Mooers Elementary School fifth graders, from left to right, Jacob Steinfeld, Hannah Hemingway, Gabby Dumas, Olivia Gonyo and Faith Guerin, stand in front of one of the anti-bullying posters hanging throughout the school.
Photo by Stephen Bartlett.
“A parent has the right to expect that when they send their child to school that child will be safe,” Rasco said.
He pointed out paper hands, taped to the wall with names on them that represent a child being recognized for doing something good, another way to create a positive climate at school.
That is vital, given the figures when it comes to bullying.
Approximately 60 percent of middle school students say they have been bullied, while only 16 percent of staff believe students are bullied, according to the National Center for Education Statistics.
Roughly 160,000 students stay home from school daily due to bullying.
“I think it makes kids feel bad,” said Mooers fifth grader Olivia Gonyo. “It makes them feel worried about coming to school.”
She acts as a big buddy and mentor to second graders at lunch.
Raising awareness reveals the ugly face of bullying and shows students how to help others, said fifth grader Faith Guerin.
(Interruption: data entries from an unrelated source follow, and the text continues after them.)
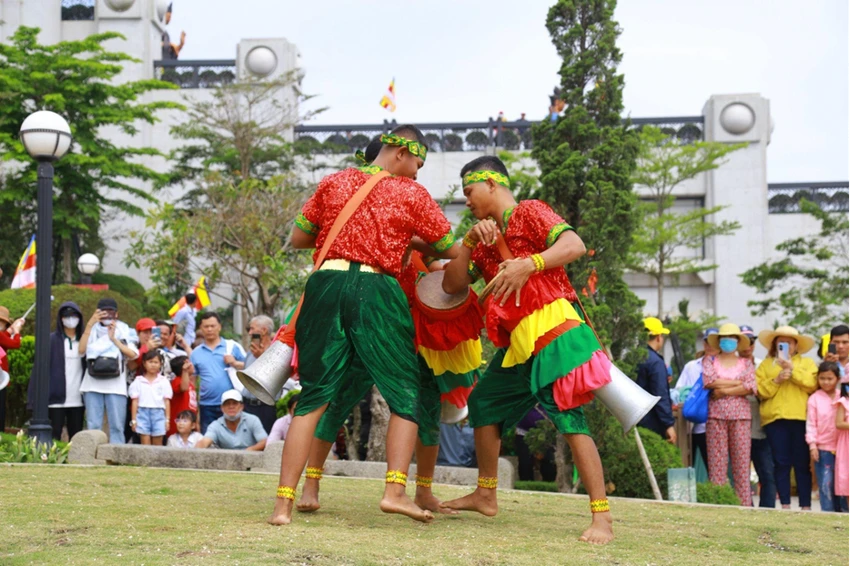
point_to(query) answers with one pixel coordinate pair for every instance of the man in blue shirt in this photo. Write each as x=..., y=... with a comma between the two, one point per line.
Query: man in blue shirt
x=213, y=359
x=235, y=429
x=652, y=376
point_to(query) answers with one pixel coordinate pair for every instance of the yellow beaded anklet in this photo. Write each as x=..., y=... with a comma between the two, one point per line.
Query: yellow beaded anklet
x=285, y=492
x=599, y=506
x=314, y=473
x=394, y=476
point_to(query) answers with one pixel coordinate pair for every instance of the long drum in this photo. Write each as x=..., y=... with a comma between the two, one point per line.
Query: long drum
x=266, y=377
x=625, y=399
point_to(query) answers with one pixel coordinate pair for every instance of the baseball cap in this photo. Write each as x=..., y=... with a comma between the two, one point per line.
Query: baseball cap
x=655, y=326
x=231, y=395
x=107, y=303
x=145, y=324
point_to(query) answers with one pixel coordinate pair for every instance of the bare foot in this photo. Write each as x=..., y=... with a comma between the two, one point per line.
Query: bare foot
x=402, y=505
x=282, y=514
x=426, y=500
x=600, y=531
x=309, y=501
x=481, y=500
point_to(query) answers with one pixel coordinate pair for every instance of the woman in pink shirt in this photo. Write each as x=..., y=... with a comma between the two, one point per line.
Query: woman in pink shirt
x=821, y=434
x=730, y=379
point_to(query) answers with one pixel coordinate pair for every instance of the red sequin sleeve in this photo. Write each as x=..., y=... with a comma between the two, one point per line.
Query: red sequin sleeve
x=543, y=224
x=310, y=217
x=431, y=224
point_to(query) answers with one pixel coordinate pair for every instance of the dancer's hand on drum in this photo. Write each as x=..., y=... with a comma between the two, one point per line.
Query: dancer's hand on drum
x=484, y=231
x=515, y=272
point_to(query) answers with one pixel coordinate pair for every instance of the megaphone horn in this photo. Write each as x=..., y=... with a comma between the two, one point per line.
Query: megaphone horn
x=625, y=399
x=267, y=376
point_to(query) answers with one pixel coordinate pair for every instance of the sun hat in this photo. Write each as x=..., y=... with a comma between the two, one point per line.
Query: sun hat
x=804, y=342
x=730, y=329
x=655, y=326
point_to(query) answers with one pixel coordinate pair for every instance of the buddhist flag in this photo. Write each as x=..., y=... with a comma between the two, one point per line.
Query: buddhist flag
x=388, y=101
x=25, y=274
x=200, y=291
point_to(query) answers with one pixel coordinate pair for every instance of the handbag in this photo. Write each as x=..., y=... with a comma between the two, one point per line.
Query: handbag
x=104, y=368
x=695, y=408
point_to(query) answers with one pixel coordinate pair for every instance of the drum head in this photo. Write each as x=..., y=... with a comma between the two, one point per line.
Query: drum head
x=430, y=293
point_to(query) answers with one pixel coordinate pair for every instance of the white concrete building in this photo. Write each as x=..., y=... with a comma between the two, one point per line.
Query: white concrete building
x=766, y=214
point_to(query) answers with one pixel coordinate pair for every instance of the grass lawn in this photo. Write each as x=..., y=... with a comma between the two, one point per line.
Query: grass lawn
x=124, y=515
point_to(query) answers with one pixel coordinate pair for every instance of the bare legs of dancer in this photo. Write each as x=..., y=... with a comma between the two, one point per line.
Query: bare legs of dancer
x=586, y=457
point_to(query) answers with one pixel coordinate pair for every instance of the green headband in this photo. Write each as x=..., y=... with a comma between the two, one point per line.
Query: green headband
x=414, y=147
x=481, y=176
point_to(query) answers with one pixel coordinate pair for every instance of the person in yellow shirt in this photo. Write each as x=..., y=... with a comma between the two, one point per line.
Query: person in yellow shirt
x=785, y=381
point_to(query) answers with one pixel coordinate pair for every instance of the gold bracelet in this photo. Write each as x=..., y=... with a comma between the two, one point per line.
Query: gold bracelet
x=395, y=476
x=539, y=262
x=599, y=506
x=285, y=492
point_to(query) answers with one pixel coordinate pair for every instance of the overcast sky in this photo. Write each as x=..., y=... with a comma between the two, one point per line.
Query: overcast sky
x=465, y=60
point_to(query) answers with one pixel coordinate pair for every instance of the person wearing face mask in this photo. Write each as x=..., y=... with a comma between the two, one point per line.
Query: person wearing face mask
x=730, y=378
x=235, y=429
x=107, y=347
x=67, y=366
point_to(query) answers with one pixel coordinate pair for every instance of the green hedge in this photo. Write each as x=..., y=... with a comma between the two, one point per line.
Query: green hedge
x=21, y=361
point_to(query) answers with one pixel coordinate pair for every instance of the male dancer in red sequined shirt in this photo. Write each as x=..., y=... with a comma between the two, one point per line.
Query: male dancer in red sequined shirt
x=354, y=311
x=548, y=355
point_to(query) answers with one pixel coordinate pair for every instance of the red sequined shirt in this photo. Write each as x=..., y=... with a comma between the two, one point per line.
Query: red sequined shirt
x=531, y=227
x=381, y=228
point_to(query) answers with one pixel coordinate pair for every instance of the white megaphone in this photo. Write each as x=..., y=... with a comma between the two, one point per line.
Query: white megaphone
x=625, y=399
x=267, y=376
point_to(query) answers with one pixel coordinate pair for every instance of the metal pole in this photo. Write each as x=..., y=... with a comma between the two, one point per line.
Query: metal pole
x=40, y=423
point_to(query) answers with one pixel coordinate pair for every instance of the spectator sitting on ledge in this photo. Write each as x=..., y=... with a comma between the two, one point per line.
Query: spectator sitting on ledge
x=235, y=430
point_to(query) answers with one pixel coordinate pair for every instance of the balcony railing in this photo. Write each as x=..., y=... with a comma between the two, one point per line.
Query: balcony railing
x=196, y=74
x=784, y=198
x=469, y=136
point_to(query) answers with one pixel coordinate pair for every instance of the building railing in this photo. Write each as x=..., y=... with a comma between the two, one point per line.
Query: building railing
x=470, y=136
x=76, y=10
x=196, y=74
x=784, y=198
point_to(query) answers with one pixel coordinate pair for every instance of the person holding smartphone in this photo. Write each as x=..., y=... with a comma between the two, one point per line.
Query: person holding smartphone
x=261, y=330
x=785, y=381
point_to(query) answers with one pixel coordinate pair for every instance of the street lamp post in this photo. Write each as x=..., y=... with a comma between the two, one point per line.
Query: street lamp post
x=88, y=265
x=46, y=137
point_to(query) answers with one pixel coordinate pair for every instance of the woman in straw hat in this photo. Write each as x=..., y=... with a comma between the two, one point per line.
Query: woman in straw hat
x=785, y=380
x=731, y=378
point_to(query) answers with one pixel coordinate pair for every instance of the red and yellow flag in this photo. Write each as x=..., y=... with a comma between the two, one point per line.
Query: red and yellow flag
x=388, y=101
x=200, y=291
x=25, y=273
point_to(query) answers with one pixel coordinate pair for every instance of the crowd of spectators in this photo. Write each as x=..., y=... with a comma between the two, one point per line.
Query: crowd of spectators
x=777, y=415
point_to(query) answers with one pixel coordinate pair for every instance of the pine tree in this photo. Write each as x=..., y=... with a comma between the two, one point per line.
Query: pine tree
x=587, y=158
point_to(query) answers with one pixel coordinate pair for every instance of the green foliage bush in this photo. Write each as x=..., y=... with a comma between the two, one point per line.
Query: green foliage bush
x=621, y=459
x=25, y=449
x=717, y=494
x=21, y=360
x=536, y=486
Bystanders stand by and watch bullies, said Steinfeld, but students need to stand up and say it is wrong.
For example, said Guerin, it is wrong to make fun of someone because their skin color is different or they have a disability.
Gabby Dumas, also a fifth grader at Mooers Elementary School, agreed. She notices that bullies seem to go after the “weakest link.”
“It is important to get rid of bullying because we want to have a safe school for other kids,” Dumas said.